А за Валериком по сторонам (откуда они только набежали!), бурьян сминая и поднимая пыль, неслась орава ребятни барачной, глазами самолетик обнимая.
Войной осиротелая, обделенная детством с игрушками, она своим воображением, фантазией своей любую железку, консервную банку превращала в игрушку желанную! А тут самолетик такой! Как настоящий!
И свой самолетик теперь начнет мастерить себе каждый, мольбой и слезами на помощь старших призывая.
Но такого, сотворенного с любовью и понятием, уже не сделать никогда и никому.
И все, что до этого было, Валерику виделось скучным и серым, будто вся его прошлая жизнь в подвальных сумерках прошла, без солнечного света и тепла. Сейчас же был полет души с фантазией правдоподобной.
— Не иначе нашел где? — бабушка Настя на игрушку кивнула, когда Валерик забежал в барак напиться.
— Это Фриц подарил.
— Не тот ли немец, что охранникам воду носил?
— Тот, бабуля, Фриц!
— Ну, дак узнал, на кого он похож?
Напившись воды, Валерик беспечно ответил:
— Нам это уже не надо!
— Ну, дак и помолись Царице Небесной, что послала тебе радость нежданную.
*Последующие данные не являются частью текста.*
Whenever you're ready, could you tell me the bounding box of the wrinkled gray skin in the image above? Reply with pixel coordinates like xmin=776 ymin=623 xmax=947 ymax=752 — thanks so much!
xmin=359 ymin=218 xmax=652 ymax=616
Ишь, игрушка какая красивая!
— Потом, бабуль. А еще когда пошлет?
— Это, внучек ты мой, одному только Богу известно.
— И Фрицу, — с убеждением добавил и полетел к колодцу с журавлем.
— Храни тебя, Господь, — вслед перекрестила его бабушка. — Дитенок ты мой неприкаянный…
Ходить шагом Валерик теперь не мог: не давал истребитель. Для полета нужна была скорость.
Как-то вечером, курилку пролетая, натолкнулся на дядю Женю.
— Ух, ты! — взбодренный толчком, воскликнул дядя Женя и, бодая взглядом игрушку Валеркину, спросил с интересом разбуженным:
— Где ты «мессера» взял сто девятого, Степаныч? Точная копия ганса, бляха-муха! Такого вот самого я таранил тогда, в сорок первом!.. Такого точно! Шварц сработал?
— Фриц.
— А… Фриц твой в самолетах знает толк! Аэродромником служил или зенитчиком… А что ж он МИГа моего не сделал или нашего ИЛа? Или ЯКа? Не знаешь?
И, качнувшись к Валерику, сказал доверительно, с нескрываемой радостью:
— Потому что в печенках они у него! И будут там до гробовой доски! Бляха-муха… Но это тебе не понять, Степаныч. Пока не понять. И очень хорошо…
«Не понять — и не надо», — подумал Валерик и тут же забыл, что Уваров сказал.
И захватила игрушка Валерика! Забыл и немцев, и ничейного котенка. И так улетывался за день, что ноги забывал помыть, и едва солнце касалось домов заозерных, его уже сваливал сон. И во сне продолжая летать, светлой радостью своею улыбаясь.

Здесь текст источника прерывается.